A 71-year-old woman had development of generalized fatigue over 1 week, along with low-grade fever. The fever resolved, but the fatigue persisted. Subsequently, retro-orbital and head discomfort developed. One month later, she had blurred vision. An ophthalmic examination revealed mild dyschromatopsia, bilateral visual field constriction, bilateral marked optic disc edema, and vitreous cells graded as vitreous haze score 2.0.

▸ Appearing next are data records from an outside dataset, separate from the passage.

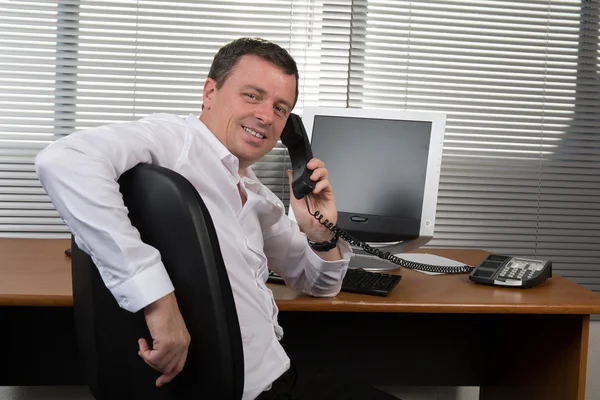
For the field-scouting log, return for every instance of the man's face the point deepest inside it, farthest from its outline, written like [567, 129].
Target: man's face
[248, 113]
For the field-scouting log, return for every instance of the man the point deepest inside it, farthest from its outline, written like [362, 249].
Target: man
[250, 91]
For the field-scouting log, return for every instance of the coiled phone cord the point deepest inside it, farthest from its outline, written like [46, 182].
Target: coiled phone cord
[459, 269]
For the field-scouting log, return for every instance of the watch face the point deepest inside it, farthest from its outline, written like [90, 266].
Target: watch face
[323, 246]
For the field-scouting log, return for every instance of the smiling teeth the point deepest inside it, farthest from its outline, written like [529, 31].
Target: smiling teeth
[250, 131]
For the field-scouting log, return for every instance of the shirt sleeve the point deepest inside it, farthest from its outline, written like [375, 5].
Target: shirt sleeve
[80, 172]
[290, 256]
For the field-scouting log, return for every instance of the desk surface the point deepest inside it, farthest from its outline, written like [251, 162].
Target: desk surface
[35, 272]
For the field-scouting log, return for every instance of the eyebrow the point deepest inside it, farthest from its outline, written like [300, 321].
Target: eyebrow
[263, 92]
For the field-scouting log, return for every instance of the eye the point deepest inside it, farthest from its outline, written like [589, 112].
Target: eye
[281, 110]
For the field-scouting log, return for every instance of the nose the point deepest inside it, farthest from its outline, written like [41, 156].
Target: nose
[265, 113]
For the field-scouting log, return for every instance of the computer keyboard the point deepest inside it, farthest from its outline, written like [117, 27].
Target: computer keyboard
[359, 281]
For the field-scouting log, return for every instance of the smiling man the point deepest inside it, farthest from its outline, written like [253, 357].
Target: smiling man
[250, 91]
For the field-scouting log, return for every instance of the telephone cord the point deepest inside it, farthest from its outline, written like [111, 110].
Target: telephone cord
[459, 269]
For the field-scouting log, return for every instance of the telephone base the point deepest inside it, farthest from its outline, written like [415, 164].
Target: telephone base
[372, 263]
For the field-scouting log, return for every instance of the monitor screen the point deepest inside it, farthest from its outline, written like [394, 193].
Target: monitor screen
[383, 166]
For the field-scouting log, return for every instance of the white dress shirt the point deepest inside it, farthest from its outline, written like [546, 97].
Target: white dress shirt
[80, 172]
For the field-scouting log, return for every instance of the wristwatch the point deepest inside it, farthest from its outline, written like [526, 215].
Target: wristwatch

Magnetic resonance imaging of the brain showed confluent abnormal areas of T2 hyperintensity without mass effect or enhancement involving the subcortical and periventricular white matter in the cerebral hemispheres bilaterally, basal ganglia, pons, and left thalamus. She had 2 lumbar punctures, which showed normal opening pressures. Cerebrospinal fluid analysis showed an increased white blood cell count cytologically consistent with reactive pleocytosis with a predominance of lymphocytes. The cerebrospinal fluid protein level was increased and cultures were negative for organisms. Immunostain confirmed polyclonal plasma cells and a possible T-cell proliferative disorder. The cerebrospinal fluid and serum were positive for collapsin-response mediator protein 5-immunoglobulin G and microtubule-associated protein 1B- immunoglobulin G antibodies at high titers. Computed tomography of the chest, abdomen, and pelvis showed an indeterminate pulmonary nodule in the upper lobe. Bronchoscopy identified thickened mucosa in the right lower lung consistent with small cell carcinoma. Positron emission tomography showed abnormal hypermetabolic areas of the ascending colon. Biopsy revealed tubulovillous adenoma of the ascending colon, and the patient underwent a right-sided colon resection and anastomosis.
The patient was diagnosed with paraneoplastic optic neuropathy (collapsin-response mediator protein 5-immunoglobulin G–associated optic neuropathy and vitritis).
Intravenous methylprednisolone was given for 5 days, followed by a prolonged course of oral prednisone, with slight visual improvement. The patient underwent a right-sided thoracotomy with biopsy of the right lower lobe, the results of which were consistent with small cell undifferentiated carcinoma.
Paraneoplastic neurologic syndromes are a heterogeneous group of disorders associated with various systemic cancers and with other mechanisms believed to be immune mediated. Paraneoplastic visual syndromes can precede or follow a diagnosis of cancer.